Cardinal rule of the college kid life: if it’s free, take it.
Everybody who’s in college, been in college, had to pay off student loans or simply had to live on a tight budget understands this cardinal rule: if it’s free, take it. This is one rule that I happily apply to my life on a day-to-day basis. From searching craigslist’s free section to attending free OC fashion shows, I have learned a thing or two about finding and taking advantage of anything labeled free.
Living in Costa Mesa, Calif., right up against the wealthy Newport Beach area, I am blessed with a certain caliber of free that you don’t see many other places. In this area, numerous well-off individuals would rather toss their barely used furniture and outdated designer apparel than try to sell or donate it. I often pass by nice leather couches, dressers, TVs, dining chairs and various other furniture pieces and appliances during an afternoon drive.
Now, I suppose I should clarify that this rule is not encouraging you to become a hoarder or to collect nasty, unusable items just because they’re free. I’m talking about things that should cost money, but for whatever reason, don’t. And trust me, you may eventually find yourself asking the classic shopaholic question, “do I need this?”, once your eyes start spotting curb alerts left and right.
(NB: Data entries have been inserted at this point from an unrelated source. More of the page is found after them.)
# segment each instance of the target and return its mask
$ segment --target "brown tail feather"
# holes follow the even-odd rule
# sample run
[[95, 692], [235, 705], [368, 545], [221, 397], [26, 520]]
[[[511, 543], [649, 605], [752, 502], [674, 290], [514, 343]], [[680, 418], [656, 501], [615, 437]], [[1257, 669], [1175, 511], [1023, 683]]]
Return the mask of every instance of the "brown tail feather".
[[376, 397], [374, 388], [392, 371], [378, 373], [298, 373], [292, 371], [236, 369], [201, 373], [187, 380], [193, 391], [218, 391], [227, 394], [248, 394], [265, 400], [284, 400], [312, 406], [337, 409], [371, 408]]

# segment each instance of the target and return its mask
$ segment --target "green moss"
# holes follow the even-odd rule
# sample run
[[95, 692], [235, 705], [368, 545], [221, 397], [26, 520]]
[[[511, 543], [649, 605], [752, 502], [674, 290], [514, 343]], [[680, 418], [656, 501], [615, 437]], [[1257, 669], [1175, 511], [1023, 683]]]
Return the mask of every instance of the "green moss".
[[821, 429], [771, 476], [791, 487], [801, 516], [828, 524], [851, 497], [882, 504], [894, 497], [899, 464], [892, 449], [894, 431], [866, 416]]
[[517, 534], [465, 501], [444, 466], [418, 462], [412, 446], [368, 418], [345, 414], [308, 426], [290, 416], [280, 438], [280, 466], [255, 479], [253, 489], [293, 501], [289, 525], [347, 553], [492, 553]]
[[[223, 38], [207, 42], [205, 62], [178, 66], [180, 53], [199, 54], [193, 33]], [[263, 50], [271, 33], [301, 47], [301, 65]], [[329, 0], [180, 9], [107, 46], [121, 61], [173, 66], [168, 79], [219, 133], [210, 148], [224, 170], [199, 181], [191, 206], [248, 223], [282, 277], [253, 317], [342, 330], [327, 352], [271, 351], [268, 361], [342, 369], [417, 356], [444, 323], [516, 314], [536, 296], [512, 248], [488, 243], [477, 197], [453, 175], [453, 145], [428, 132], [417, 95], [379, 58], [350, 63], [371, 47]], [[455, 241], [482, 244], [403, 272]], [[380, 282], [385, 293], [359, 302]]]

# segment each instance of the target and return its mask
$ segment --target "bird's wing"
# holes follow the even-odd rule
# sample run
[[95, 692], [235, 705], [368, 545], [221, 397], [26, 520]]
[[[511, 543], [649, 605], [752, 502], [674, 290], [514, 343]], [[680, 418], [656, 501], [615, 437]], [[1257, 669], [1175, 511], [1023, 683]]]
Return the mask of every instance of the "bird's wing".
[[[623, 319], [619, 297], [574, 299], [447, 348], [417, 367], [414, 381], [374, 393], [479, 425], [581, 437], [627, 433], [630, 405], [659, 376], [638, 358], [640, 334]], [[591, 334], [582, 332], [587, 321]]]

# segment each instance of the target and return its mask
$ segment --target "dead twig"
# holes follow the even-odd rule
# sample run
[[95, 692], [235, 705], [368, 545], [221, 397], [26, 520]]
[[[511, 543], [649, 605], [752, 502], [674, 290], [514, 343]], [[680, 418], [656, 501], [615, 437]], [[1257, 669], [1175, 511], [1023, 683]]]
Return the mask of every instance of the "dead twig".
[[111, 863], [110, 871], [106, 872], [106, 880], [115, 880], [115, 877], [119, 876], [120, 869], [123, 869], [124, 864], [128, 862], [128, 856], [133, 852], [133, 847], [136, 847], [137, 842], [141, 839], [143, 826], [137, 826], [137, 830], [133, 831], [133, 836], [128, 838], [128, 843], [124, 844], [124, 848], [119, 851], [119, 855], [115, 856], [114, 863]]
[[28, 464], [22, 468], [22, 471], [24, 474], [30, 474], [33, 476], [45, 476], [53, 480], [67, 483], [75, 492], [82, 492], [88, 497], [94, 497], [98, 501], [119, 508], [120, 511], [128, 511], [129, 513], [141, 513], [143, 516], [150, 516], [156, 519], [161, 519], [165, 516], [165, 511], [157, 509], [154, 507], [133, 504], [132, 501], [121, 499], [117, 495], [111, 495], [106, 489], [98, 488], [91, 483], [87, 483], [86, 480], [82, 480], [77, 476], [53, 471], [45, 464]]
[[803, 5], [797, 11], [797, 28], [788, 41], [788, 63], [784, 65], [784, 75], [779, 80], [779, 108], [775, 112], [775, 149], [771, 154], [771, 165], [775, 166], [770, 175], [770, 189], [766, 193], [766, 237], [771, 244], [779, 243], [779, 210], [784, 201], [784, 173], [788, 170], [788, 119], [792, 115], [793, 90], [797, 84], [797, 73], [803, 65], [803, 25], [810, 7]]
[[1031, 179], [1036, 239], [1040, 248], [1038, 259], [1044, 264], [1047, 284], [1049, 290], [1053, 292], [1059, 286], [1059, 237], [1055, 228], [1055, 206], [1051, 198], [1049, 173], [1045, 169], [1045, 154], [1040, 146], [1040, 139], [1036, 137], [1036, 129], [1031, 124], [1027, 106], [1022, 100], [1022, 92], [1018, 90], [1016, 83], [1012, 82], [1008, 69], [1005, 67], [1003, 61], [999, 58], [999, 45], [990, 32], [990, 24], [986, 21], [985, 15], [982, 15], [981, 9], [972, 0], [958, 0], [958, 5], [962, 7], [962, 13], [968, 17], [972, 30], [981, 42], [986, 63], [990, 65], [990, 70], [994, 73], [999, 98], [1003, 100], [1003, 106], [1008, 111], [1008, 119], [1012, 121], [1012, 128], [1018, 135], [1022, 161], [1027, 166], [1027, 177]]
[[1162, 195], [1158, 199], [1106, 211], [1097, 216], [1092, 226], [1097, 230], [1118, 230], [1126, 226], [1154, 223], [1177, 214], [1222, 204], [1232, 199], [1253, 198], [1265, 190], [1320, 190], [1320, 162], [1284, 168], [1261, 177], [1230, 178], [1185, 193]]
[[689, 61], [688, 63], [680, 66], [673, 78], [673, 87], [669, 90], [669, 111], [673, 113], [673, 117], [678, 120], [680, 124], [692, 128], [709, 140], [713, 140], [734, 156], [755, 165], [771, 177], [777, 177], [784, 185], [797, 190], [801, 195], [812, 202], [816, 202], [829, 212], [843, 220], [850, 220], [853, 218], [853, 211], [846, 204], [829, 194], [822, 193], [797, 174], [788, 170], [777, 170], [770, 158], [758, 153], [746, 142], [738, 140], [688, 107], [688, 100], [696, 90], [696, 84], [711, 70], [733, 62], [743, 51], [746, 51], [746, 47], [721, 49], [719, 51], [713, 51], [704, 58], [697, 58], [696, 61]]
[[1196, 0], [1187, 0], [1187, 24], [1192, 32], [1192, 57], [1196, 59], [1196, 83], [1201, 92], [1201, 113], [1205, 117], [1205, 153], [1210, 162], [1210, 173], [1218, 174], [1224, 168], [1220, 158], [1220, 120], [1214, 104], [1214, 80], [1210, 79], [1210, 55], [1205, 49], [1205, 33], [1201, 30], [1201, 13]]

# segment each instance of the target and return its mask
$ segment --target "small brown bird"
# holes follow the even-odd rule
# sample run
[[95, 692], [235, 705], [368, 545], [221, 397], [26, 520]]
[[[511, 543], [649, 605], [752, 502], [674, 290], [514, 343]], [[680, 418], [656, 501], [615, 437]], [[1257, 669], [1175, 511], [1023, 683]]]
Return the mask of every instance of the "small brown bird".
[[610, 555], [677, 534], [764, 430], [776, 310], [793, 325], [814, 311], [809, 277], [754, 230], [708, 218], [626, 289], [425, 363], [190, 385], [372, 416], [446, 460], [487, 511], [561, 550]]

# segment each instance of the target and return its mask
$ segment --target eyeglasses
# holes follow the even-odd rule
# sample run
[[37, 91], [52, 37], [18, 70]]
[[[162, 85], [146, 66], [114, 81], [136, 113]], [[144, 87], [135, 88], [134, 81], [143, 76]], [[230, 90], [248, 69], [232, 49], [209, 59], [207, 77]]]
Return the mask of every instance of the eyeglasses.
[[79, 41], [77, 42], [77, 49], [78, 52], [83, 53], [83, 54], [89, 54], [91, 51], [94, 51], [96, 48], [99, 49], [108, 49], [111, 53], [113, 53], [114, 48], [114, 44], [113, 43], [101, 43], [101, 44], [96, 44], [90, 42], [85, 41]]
Inspired by this quite amusing and ever-astonishing conundrum, I decided to put together a photo gallery of curb alert items I found on Craigslist and a picture of the free Ikea couch that now resides in my living room. I hope after seeing these photos you are inspired to keep your eyes open for the flashing free signs that come and go on your daily commute. Remember, the more you save in one area, the better you can invest in another. Money that would have been spent on new bar stools can go toward school books or a laptop, or maybe even that new, limited edition blender that you swear is the key to dropping that pesky freshman 15. Regardless of what you’re saving for, remember, as the saying goes: money saved is money earned.